Quand une nouvelle compte 160 pages, comme celle qui ouvre et donne le titre de ce recueil, on pourrait la considérer comme un roman. Mais, roman ou nouvelle, ce qui constitue ces genres, c’est notamment la littérature. C’est-à-dire un travail sur la langue, un style, une construction, une originalité et la capacité à raconter une histoire. De cela, nulle trace dans le livre de ce jeune homme né en 1966 et présenté comme un des Cannibales en Italie. Les Cannibales, à l’aune de ce livre, ne sont qu’une version de ce qu’on appelle de ce côté-ci des Alpes la nouvelle génération : un produit de pur marketing.

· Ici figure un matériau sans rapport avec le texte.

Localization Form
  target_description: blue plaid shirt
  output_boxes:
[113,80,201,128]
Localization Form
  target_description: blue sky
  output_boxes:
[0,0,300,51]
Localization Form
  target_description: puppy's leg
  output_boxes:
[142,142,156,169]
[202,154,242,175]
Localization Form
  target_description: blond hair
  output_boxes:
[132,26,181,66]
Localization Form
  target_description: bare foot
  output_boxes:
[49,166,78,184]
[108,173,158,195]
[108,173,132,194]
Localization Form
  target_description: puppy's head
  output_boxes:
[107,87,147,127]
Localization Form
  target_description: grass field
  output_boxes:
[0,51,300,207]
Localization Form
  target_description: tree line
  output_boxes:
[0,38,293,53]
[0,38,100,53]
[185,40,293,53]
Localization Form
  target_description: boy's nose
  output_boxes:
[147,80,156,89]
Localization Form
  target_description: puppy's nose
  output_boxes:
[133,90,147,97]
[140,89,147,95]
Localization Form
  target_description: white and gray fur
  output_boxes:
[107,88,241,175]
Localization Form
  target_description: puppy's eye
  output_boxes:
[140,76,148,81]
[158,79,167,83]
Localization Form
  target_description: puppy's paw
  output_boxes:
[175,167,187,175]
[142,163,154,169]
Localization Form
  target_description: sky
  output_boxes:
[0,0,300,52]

Qu’on en juge : Dernier Réveillon raconte à travers de multiples personnages le dernier réveillon d’habitants d’une résidence assez luxueuse. On suit divers protagonistes et l’on sait d’avance que ces pauvres personnages trouveront la mort à la fin du récit. Scénario très balisé, vu et revu, que l’auteur farcit en plus de monologues intérieurs d’une rare maladresse (pour éviter de parler de stupidité). Ainsi Filomena devant sa télévision se laisse-t-elle aller à penser (les monologues intérieurs sont en italique pour qu’on comprenne bien) : « Mon dernier emploi, dans les assurances vie, est désormais un lointain souvenir. ». Vous vous imaginez, vous, penser en ces termes ? On ne saurait trop conseiller à l’auteur de lire James Joyce. Ammaniti nous donne aussi quelques scènes légèrement violentes. C’est dire qu’il semble avoir lu Bret Easton Ellis (on trouve d’ailleurs un zombie dans la dernière nouvelle) dans une version expurgée pour Pif Gadget. Le pire, c’est qu’on a beau chercher, on ne trouve ici ni second degré, ni même d’ironie. On aimerait donc, pour libérer les librairies de trop de mauvais livres, que ce Dernier Réveillon soit aussi la dernière traduction de cet auteur. Hélas, un autre titre est déjà annoncé aux éditions du Félin. A croire que les éditeurs lisent plus la presse que les livres eux-mêmes.
Dernier Réveillon
et autres nouvelles cannibales
Niccoló Ammaniti
Traduit de l’italien
par Dominique Vittoz
Hachette Littératures
258 pages, 110 FF
Domaine étranger Pourvu que ce soit le dernier
janvier 1999 | Le Matricule des Anges n°25
| par
Thierry Guichard
Un livre
Pourvu que ce soit le dernier
Par
Thierry Guichard
Le Matricule des Anges n°25
, janvier 1999.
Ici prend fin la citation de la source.